Health care and education are the biggest components of the state budget, with local aid coming in third. Localities, of course, often choose to make up the shortfall that results from state cuts with increases to property taxes.

"Something else"—isn't it always something else? Didn't the pollsters know what they were doing when they included "something else" as an option? Didn't they know that people would invariably opt for the intangible unknown for the very reason that it can't be specified and therefore isn't much of a threat?

Well, members of some groups that have already been named as potential losers under the cuts proposed by Gov. David Paterson have some ideas about what that something else could be. And why wouldn't they? Something else, for them, necessarily implies something other than themselves.

From the WXXI newsroom:

Groups who would suffer the most from the $2 billion dollars in cutbacks that Governor Paterson has proposed are urging the legislature to consider alternatives, before saying yes to the governor's ideas. In interviews, and at a series of hearings by the Assembly, they listed a number of options that they say the governor has so far ignored.

State worker unions, who met with the governor a few weeks ago, say they offered numerous suggestions, which did not become part of Paterson's proposals. Ken Brynion, President of the Public Employees Federation, says the state could save hundreds of millions of dollars by eliminating private contractors, and letting state workers perform the tasks, like inspecting bridges, promoting tourism, or offering IT advice.

"It's a complete waste of money," Brynion said.


Other ideas include revamping the state's costly economic development programs. Critics have long contended that companies do not have to prove they actually create jobs with the funds from Empire Zones or Industrial Development Agencies. Many have mentioned enforcing laws that require the collection of sales tax on cigarettes sold on Indian lands.

Fran Turner, with the state worker union CSEA, joins others in saying that perhaps personal income taxes should be restructured to extract more money from the state's wealthiest.

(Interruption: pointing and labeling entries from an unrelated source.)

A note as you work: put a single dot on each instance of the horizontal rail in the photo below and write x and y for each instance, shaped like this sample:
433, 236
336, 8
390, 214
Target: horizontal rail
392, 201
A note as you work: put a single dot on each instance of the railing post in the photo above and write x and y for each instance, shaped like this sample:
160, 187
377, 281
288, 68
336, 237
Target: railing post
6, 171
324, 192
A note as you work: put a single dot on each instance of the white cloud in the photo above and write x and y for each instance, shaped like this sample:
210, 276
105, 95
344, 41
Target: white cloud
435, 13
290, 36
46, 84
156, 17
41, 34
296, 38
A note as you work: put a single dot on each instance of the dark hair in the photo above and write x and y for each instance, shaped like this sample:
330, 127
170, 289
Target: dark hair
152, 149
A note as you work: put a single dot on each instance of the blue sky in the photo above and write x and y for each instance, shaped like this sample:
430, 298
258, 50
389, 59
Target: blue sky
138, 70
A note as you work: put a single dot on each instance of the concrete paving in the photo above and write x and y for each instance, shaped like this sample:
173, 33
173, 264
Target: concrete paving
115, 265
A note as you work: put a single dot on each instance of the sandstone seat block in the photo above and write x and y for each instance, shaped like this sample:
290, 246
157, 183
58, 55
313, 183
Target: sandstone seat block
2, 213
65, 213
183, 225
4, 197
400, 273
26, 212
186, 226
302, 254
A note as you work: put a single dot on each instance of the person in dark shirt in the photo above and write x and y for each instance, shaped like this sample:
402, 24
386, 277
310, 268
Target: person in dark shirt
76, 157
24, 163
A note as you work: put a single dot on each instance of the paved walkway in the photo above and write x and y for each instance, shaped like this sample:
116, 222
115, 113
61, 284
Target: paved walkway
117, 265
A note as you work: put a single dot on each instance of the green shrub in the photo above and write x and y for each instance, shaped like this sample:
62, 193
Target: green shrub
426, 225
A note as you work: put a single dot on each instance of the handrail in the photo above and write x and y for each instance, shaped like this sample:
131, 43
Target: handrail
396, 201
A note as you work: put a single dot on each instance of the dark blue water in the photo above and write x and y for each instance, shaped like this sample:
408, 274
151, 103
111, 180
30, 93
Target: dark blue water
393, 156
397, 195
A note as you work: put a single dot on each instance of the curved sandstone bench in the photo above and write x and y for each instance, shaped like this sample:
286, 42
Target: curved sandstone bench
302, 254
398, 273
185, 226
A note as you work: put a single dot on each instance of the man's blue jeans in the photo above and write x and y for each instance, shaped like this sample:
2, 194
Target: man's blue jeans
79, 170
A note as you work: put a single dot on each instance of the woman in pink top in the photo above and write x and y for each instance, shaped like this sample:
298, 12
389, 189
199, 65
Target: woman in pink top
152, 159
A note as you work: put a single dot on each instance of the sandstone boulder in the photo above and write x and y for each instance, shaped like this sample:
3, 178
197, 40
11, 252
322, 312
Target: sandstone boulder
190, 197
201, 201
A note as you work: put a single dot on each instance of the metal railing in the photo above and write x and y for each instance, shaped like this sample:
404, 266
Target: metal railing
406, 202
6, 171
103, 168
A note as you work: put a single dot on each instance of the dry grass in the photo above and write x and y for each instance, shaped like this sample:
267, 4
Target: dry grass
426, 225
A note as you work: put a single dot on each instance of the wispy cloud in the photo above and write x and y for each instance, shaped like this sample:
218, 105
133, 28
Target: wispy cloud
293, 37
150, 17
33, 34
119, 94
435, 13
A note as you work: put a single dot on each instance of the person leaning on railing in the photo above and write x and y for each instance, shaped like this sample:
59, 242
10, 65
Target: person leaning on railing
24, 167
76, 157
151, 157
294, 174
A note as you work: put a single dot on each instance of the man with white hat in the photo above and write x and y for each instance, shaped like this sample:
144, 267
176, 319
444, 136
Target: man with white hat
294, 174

Meanwhile, back at the capitol, while busloads of protestors unload to decry the potential cuts, things took a turn for the anticlimactic.

From the Times Union:

As of Monday evening, it seemed likely today's session will result in very little progress. In a 9 p.m. press conference from the Red Room, Paterson announced that he would meet with legislative leaders at 12:30 p.m. today to discuss the immediate future of his proposed cuts.

Earlier in the evening, Senate Republicans had said the chamber would vote on Paterson's proposals, designed to close an expected $1.5 billion gap brought on by the collapse of Wall Street, but they are almost certain to turn it down.

So where to next? What's your something else?